Artist Christopher Boffoli credits his success to his work going viral on the Internet.
Ironically, he’s suing Twitter so that can’t happen in the future—at least not without his permission.
The creator of the popular “Big Appetites” art series, in which small human figurines cavort among larger-than-life foods, animals, and other items, has filed a complaint against Twitter for its failure to remove his copyrighted work from its servers or to delete tweets linking to uploads by hosting sites Twitpic and others.
Boffoli told the Daily Dot that the lawsuit isn’t about money. “I just want Twitter to be more responsive to artists who are trying to protect their copyright. They need to take takedown requests seriously and respond to them.”
Boffoli’s legal team spoke with Twitter yesterday. He said Twitter’s representatives claimed to be unaware of the takedown requests and that the lawsuit had taken them by surprise. They are currently looking into it, and told NextWeb they did not comment on pending lawsuits.
The 1998 Digital Millennium Copyright Act (DMCA) provides a “safe harbor” provision that shields most Internet service providers (ISPs) from being held responsible for copyright infringement that individual users on their websites engage in.
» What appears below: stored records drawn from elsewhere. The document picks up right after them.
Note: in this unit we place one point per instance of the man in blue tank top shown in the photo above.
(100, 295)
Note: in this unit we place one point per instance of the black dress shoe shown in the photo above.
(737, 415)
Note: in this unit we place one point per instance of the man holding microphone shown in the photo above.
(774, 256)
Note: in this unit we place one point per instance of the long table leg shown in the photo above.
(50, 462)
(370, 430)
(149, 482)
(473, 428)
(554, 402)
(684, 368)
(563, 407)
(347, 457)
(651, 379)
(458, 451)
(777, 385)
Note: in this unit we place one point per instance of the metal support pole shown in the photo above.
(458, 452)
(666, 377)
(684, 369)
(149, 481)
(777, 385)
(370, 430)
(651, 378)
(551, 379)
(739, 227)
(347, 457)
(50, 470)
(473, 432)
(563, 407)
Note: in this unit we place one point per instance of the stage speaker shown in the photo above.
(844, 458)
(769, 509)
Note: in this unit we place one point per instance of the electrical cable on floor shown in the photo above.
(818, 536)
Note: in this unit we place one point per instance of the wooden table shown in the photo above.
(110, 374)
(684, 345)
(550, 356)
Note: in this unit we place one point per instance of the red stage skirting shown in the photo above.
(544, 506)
Twitter is an ISP, so it should be safe from liability, provided it didn’t intentionally ignore Boffoli’s DMCA takedown requests. Boffoli’s complaint alleges that’s just what it did.
Boffoli claims that Twitter sent auto-replies to each of his notices and then never did anything about them. In his complaint, he alleges contacting Twitter four times by email to inform them of instances of users uploading his copyrighted works without authorization. Twitter did nothing. Frustrated, Boffoli went to his lawyers.
Twitter’s Terms of Service state explicitly that Twitter “cannot take responsibility” for user content, and that users create that content “at your own risk.” Twitter does reserve the right to reproduce content, but implies that this just means sending your Tweets to third-party apps.
Boffoli’s wish to protect his copyright against Twitter’s broad-reaching TOS is preemptive. “I don’t know how they might use the content in the future, but as an artist, I should have a right to control my content. Other people shouldn’t be giving away my property to a major corporation. They could possibly do whatever they want with it.”
Boffoli doesn’t worry about alienating his fans. “I’m genuinely grateful that people are so enthusiastic about my work and want to share it.” He doesn’t mind sites like Tumblr, because even though one image could be reblogged thousands of times, it’s still just one image. “It’s about the quantity of images, not number of views,” he says.
“I don’t think that the people uploading my content without permission, or Twitter, have any malicious intent. My objective is not to police every violation of my copyright on the Internet. If somebody takes a couple of pictures and puts them on the internet, that’s fine. But if somebody is putting 60 pictures on their site, then I’ll send a notification politely asking them to take it down.”
If the objective of Boffoli’s complaint is to raise awareness and get Twitter to be more vigilant, he might succeed. Legally, however, he may be on shakier ground. Georgetown law professor and former Supreme Court clerk Rebecca Tushnet told the Dot that from a legal perspective, Boffoli’s complaint seemed to be vague:
“From the complaint, there’s simply no way to tell what kind of case this is; it lacks too many details about whether Boffoli’s notice was sufficient. There is no liability merely for not complying with the DMCA, though if it’s true [that Twitter ignored Boffoli’s notices], that is likely to affect a court’s assessment of Twitter’s knowledge. But as for links alone, that’s an upward slog for an infringement case.
“Bottom line: lacking details, [legal] merit is impossible to assess.”